The roots of seedlings were exposed to Se(IV) (0.06 mM), Se(IV) (0.06 mM)+DPI (10 µM), Se(IV) (0.06 mM)+PY (5 mM), and Se(IV) (0.06 mM)+IMZ (0.5 mM) for 48 h. Afterwards, the roots were stained with NBT (A), DCFH-DA (B), Schiff's reagent (D), and Evan blue (E), respectively. The density of DCF fluorescence were estimated (C). The roots of seedlings were exposed to the above treatment solutions for 72 h. Afterwards, the root length were measured (F). Asterisk indicates that mean values of three replicates are significantly different between the different treatments (P<0.05).

Figure 4. Effect of Se(IV) on the transcripts of Br_RbohA-J.

The roots of seedlings were exposed to 0.06 mM of Se(IV) solution for 6, 12, 24, 48, and 72 h, respectively. The total RNA was extracted from roots for qRT-PCR analysis. Actin was used for cDNA normalization. The data were presented as the relative fold-change in transcript abundance of the target genes. Red column means up-regulation. Black column means down-regulation.

Figure 5. Effect of Se(IV) on the generation of endogenous NO in the roots of B. rapa.

The roots of seedlings were exposed to 0, 0.03, 0.06, 0.12, 0.23, and 0.46 mM of Se(IV) solution for 48 h. Afterwards, the roots were loaded with DAF-FM DA for 15 min and immediately photographed (A). The relative DAF-FM fluorescent density in roots was estimated (B). (C–D) The image and density of DAF-FM fluorescence were obtained when the roots of seedlings were exposed to 0.06 mM of Se(IV) solution for 0, 1, 3, 6, 12, and 24 h, respectively.

Figure 6. Identification of the sources of Se(IV)-induced NO generation in the roots of B. rapa.

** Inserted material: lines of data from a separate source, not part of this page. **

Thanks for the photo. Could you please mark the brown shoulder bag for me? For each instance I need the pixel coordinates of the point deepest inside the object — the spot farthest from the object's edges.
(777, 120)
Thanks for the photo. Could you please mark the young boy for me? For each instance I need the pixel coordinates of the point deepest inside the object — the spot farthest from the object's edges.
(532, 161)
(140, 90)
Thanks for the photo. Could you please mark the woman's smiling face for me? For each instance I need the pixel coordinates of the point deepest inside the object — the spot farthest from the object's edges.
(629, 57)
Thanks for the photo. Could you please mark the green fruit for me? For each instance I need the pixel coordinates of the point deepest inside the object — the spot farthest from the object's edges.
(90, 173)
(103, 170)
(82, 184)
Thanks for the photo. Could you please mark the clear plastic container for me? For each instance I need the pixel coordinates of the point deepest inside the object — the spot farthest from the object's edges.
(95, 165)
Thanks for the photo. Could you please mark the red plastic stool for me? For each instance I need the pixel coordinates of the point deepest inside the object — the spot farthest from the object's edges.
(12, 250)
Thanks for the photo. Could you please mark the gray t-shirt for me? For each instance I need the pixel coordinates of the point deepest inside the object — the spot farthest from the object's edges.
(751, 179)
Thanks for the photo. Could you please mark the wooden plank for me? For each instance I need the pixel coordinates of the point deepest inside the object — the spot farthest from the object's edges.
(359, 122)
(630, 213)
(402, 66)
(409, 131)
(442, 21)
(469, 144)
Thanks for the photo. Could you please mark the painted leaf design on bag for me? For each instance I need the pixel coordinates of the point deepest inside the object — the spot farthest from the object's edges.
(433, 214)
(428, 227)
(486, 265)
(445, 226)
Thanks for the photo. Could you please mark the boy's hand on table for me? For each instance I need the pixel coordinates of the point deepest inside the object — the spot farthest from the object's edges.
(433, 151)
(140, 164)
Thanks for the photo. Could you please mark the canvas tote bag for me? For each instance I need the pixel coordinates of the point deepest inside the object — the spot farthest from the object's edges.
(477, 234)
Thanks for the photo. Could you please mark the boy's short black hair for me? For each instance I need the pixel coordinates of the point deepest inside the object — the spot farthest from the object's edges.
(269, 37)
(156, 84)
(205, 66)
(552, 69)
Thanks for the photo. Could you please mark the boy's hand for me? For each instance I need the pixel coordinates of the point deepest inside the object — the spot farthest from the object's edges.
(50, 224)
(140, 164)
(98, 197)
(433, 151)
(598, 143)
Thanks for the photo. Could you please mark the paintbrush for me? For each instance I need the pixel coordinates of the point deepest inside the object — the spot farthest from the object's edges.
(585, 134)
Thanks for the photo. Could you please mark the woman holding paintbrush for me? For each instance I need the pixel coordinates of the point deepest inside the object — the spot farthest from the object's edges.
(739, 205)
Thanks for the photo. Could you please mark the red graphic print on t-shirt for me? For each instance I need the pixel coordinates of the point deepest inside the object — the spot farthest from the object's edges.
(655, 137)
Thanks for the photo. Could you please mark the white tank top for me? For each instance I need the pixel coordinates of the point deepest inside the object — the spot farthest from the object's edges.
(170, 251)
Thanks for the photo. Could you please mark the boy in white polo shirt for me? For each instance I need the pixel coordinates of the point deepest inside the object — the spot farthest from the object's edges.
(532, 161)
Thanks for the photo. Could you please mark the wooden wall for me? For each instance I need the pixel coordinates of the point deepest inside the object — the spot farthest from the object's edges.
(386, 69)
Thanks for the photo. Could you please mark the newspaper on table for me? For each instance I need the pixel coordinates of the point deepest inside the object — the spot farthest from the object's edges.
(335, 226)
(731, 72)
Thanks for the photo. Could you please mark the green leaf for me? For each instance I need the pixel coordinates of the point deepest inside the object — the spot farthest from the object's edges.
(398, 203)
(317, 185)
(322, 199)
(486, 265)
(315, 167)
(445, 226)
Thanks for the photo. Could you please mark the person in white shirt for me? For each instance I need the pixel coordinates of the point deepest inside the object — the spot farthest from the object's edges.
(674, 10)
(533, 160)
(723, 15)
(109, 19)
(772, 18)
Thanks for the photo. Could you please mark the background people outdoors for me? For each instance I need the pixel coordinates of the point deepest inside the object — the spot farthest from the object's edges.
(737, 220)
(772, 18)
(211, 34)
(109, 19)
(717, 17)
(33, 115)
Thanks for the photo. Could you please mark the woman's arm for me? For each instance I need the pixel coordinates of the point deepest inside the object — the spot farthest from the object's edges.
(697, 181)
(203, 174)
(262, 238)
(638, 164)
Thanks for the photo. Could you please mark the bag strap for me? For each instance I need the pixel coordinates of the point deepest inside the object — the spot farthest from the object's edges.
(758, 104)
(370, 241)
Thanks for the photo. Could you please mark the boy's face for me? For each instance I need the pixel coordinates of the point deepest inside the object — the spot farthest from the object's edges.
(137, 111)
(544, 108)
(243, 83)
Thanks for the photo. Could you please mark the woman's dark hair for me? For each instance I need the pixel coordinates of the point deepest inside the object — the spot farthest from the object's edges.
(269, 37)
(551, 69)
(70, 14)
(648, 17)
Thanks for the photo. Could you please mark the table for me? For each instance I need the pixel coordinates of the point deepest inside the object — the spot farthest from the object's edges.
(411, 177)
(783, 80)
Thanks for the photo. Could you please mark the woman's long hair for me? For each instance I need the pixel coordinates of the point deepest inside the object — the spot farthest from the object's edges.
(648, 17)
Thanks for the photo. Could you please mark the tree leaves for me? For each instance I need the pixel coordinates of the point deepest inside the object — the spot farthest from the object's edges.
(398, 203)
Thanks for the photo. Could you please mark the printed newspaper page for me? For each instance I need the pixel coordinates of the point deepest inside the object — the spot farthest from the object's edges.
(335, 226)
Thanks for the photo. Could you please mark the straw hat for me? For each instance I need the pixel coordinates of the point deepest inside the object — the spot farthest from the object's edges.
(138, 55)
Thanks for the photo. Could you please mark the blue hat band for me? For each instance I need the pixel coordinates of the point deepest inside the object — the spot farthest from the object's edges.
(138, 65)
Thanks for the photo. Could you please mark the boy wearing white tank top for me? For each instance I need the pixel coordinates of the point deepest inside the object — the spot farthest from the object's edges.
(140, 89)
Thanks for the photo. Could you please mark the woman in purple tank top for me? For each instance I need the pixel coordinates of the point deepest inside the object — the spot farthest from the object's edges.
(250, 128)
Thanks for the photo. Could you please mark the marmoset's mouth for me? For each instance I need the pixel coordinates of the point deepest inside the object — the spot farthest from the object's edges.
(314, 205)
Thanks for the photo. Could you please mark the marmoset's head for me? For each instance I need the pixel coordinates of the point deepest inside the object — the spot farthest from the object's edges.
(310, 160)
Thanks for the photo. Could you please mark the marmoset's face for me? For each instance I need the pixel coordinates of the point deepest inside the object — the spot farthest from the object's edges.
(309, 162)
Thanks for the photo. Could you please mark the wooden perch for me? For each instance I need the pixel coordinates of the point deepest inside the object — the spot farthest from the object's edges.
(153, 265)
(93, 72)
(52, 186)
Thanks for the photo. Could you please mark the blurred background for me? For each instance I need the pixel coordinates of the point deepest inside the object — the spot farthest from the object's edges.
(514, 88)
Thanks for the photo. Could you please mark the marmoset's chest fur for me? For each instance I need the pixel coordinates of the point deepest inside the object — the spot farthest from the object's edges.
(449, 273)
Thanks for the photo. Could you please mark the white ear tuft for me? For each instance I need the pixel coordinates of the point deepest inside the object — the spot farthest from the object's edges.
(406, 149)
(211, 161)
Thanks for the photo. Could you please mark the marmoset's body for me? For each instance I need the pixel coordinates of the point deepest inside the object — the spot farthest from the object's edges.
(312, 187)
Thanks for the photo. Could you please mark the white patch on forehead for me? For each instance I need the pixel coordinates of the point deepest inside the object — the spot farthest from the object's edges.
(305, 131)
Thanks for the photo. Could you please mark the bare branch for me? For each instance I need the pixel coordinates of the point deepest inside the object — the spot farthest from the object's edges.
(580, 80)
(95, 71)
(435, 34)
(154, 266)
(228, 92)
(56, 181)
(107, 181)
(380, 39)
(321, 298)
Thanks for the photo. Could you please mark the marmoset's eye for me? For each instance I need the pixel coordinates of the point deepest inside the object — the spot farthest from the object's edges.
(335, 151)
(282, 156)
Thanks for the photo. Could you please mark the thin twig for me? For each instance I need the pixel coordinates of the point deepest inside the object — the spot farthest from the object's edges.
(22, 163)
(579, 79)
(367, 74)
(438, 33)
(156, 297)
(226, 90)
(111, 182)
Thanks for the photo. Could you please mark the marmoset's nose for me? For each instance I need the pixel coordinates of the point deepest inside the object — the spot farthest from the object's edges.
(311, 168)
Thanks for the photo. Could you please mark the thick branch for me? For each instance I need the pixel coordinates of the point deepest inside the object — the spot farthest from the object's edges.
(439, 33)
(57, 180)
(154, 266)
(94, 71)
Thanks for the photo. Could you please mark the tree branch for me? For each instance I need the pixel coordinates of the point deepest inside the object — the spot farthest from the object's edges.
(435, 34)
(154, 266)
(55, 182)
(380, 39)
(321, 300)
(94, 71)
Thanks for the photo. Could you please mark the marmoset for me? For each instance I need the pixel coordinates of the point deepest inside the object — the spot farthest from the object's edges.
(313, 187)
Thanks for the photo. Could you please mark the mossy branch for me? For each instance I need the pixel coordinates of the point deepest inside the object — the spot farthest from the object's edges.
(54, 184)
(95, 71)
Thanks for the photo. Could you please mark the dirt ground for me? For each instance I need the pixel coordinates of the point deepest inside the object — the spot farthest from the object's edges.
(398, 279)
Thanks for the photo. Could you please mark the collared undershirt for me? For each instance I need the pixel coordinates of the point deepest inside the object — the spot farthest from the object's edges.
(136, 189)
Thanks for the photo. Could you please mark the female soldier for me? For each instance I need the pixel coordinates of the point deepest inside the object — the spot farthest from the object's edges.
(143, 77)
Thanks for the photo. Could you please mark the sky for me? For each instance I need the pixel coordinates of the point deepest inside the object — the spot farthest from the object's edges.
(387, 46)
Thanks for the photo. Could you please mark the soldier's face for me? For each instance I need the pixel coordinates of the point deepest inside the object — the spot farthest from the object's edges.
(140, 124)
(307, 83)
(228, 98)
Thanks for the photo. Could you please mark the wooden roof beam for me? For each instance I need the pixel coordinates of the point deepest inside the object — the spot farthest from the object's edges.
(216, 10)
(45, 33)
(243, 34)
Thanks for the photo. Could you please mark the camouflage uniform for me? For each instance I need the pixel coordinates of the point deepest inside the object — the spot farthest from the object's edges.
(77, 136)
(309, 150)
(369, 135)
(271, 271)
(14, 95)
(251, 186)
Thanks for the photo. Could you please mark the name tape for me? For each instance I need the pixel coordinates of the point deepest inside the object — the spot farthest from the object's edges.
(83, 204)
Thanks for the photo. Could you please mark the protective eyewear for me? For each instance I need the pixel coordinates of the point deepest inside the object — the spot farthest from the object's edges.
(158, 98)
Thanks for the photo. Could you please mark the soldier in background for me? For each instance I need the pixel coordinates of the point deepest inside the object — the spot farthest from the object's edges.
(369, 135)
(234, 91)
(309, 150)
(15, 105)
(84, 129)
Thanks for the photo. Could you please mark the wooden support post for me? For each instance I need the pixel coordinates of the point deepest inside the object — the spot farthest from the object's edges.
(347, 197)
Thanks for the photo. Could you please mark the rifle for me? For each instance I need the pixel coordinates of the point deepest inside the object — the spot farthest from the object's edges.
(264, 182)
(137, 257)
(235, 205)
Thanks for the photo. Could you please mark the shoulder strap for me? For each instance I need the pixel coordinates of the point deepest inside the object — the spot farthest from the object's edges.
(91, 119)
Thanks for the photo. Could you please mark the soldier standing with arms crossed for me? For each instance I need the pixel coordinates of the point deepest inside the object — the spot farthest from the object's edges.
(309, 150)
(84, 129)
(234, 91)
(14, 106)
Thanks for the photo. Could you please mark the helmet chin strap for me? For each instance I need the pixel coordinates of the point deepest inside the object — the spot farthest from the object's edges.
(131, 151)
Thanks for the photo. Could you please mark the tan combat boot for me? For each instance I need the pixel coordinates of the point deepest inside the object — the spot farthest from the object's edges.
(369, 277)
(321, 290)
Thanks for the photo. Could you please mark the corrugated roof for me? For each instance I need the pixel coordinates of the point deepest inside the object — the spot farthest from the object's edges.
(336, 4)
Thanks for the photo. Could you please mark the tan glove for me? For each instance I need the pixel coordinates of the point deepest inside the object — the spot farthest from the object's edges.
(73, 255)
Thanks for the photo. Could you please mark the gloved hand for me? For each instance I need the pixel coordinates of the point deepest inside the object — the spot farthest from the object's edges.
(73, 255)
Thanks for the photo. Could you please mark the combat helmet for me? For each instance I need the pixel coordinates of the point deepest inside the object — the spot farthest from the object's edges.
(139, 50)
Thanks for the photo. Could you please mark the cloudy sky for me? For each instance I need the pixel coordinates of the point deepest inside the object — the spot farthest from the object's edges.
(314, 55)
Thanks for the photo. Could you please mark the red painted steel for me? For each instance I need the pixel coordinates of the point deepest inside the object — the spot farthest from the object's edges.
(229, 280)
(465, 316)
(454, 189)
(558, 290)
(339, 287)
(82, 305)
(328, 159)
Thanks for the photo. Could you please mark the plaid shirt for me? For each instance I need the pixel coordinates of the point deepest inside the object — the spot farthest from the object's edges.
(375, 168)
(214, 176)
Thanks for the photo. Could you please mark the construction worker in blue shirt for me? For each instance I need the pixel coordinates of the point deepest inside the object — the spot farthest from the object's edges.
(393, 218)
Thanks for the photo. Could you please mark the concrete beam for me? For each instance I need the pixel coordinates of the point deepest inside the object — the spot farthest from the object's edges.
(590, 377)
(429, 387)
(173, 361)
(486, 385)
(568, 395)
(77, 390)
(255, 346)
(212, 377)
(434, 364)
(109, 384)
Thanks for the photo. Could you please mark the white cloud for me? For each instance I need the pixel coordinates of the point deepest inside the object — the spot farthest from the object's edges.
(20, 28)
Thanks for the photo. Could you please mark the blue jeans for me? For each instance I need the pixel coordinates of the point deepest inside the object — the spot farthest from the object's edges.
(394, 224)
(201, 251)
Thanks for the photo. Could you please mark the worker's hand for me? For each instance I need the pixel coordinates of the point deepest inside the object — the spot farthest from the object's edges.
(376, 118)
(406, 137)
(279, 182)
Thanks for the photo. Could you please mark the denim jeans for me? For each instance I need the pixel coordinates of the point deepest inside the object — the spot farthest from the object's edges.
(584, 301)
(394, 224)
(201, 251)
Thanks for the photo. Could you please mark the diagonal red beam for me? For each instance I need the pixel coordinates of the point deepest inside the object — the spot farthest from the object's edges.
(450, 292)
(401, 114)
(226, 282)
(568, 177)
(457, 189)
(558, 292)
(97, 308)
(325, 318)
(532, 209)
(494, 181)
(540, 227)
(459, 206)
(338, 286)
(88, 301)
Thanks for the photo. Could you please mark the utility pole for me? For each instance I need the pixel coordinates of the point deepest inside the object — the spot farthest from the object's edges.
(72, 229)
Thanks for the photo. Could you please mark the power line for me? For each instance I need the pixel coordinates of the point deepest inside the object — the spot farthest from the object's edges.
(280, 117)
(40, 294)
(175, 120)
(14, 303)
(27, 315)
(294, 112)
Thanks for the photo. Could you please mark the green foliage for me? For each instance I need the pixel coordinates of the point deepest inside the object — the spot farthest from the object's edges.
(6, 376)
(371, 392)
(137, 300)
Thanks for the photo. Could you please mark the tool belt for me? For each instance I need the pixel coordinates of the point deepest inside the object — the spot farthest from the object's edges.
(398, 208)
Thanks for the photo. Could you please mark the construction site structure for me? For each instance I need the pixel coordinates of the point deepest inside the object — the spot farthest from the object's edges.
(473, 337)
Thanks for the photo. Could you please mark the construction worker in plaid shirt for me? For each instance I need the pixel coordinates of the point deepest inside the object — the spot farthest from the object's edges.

(A–B) The image and density of DAF-FM fluorescence were obtained when the roots of seedlings were exposed to Se(IV) (0.06 mM), Se(IV) (0.06 mM)+_L-NMMA (200 µM), Se(IV) (0.06 mM)+Tungstate (30 µM), and Se(IV) (0.06 mM)+cPTIO (0.1 mM) for 48 h. Asterisk in (B) indicates that mean values of three replicates are significantly different between different treatments (P<0.05). The roots of seedlings were exposed to 0, 0.03, 0.06, 0.12, 0.23, and 0.46 mM of Se(IV) solution for 48 h. After that, NR activity (C) and NOS activity (D) in roots were measured, respectively. Asterisk in (C) and (D) indicates that mean values of three replicates are significantly different between Se(IV) treatment and the control (P<0.05).

Figure 7. Effects of NO synthesis inhibitors (_L-NMMA and tungstate) and NO scavenger (cPTIO) on the generation of endogenous ROS (A–B), O₂ ^{• −} (C), and the expression of several Br_Rbohs (D) in Se(IV)-treated roots of B. rapa.

The roots of seedlings were exposed to Se(IV) (0.06 mM), Se(IV) (0.06 mM)+_L-NMMA (200 µM), Se(IV) (0.06 mM)+Tungstate (30 µM), and Se(IV) (0.06 mM)+cPTIO (0.1 mM) for 72 h. The roots were loaded with DCFH-DA for 15 min and immediately photographed (A). The relative DCF fluorescent density in roots was estimated (B). Asterisk indicates that mean values of three replicates are significantly different between the different treatments (P<0.05). The roots were stained with NBT for the detection of O₂ ^{• −} (C). The total RNA was extracted from roots under the above treatments for 24 h for qRT-PCR analysis of the transcripts of Br_RbohD, F, G1, G2, and I. Actin was used for cDNA normalization (D).

Figure 8. Effects of NO synthesis inhibitors (_L-NMMA and tungstate) and NO scavenger (cPTIO) on lipid peroxidation (A), the loss of plasma membrane integrity (B), and root elongation under Se(IV) stress.

The roots of seedlings were exposed to Se(IV) (0.06 mM), Se(IV) (0.06 mM)+_L-NMMA (200 µM), Se(IV) (0.06 mM)+Tungstate (30 µM), and Se(IV) (0.06 mM)+cPTIO (0.1 mM) for 72 h. Afterwards, the roots were stained with Schiff's reagent (A) and Evan blue (B), respectively. The root length was measured as well (C). Asterisk indicates that mean values of three replicates are significantly different between the different treatments (P<0.05).

Figure 9. Effect of SNP on the root growth under Se(IV) stress.

The roots of seedlings were exposed to Se(IV) (0.06 mM), SNP (250 mM), and Se(IV) (0.06 mM)+SNP (250 mM) for 72 h. After that, the length of roots were measured. The mean values of three replicates followed by the same letter were not significantly different at P<0.05.